Wishing and dreading and hoping…


I have just read a novel of such unspeakable beauty that I am overwhelmed. Donna Morrissey’s Sylvanus Now is breathtaking, right from the first vision of Sylvanus jigging fish: right forearm up, left forearm down, left forearm up, right forearm down; to the vision of Adelaide’s eye, sparkling blue. It’s a novel about the changing of the fishery in Newfoundland, when large trawlers came in to rape the seas and the governments abandoned both the sea and the careful tenders of her in favour of cheap fish and way too much of it. It’s a story of a people forced to change their ways of life, and it seems as fresh now as when it was written, as we all cope with a changing economy and hang on the American election with bated breath, wondering what our future in Canada holds, tied as we are to the tails of the American Bald Eagle (a carrion-eater) and the Chinese Tiger (endangered by environmental change).

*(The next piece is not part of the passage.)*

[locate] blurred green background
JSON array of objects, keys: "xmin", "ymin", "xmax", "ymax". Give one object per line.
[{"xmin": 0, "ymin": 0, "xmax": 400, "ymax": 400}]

Donna Morrissey has won many awards for her writing, and they are well-deserved. Her power in a sentence is vast. Her ability to evoke the feelings of the people she describes, complicated and earthy and thoughtful and hidden as they are is astonishing.

I can’t believe I hadn’t read her before.

I feel small, I do, as I struggle to bring my words to life in even a tenth of the way Morrissey does. I know there are many authors who don’t write this way and are still successful, and who write perfectly acceptable stories and thrillers that make you want to stay up all night or love stories that make you yearn for the glory of new love (well, except for we cynics). But all of my life, despite my stated fondness for the “good enough” story, I’ve yearned to write like Morrissey, like Helen Humphreys, Frances Itani, Bronwyn Wallace. I want to wrestle feelings from readers, transport them, make them feel the sea spray or the bombs thundering or the mud or the fear.

It’s funny the reaction I have when reading such writing. I relax into the book, knowing I am in the hands of a master, knowing the book will take me on a ride and enclose me in its world. I stay awake, eyelids flipping up and down like a blind in the hands of a misbehaving preschooler, unwilling to let the world go, reading just that one more page. With lesser books, I stay alert, less involved, easier to distract, more likely to put it down, even if it is a good book. The great books show me their hearts. I can’t help but respond.

And the feeling lingers. After Sylvanus Now, I want to go out and see the sea, inhale it, feel its call, see the salt-bleached houses, run the wind through my hair.

Fortunately, I live in Nova Scotia. The sea is fifteen minutes away. “Go on, you foolish thing,” I can hear Florry say.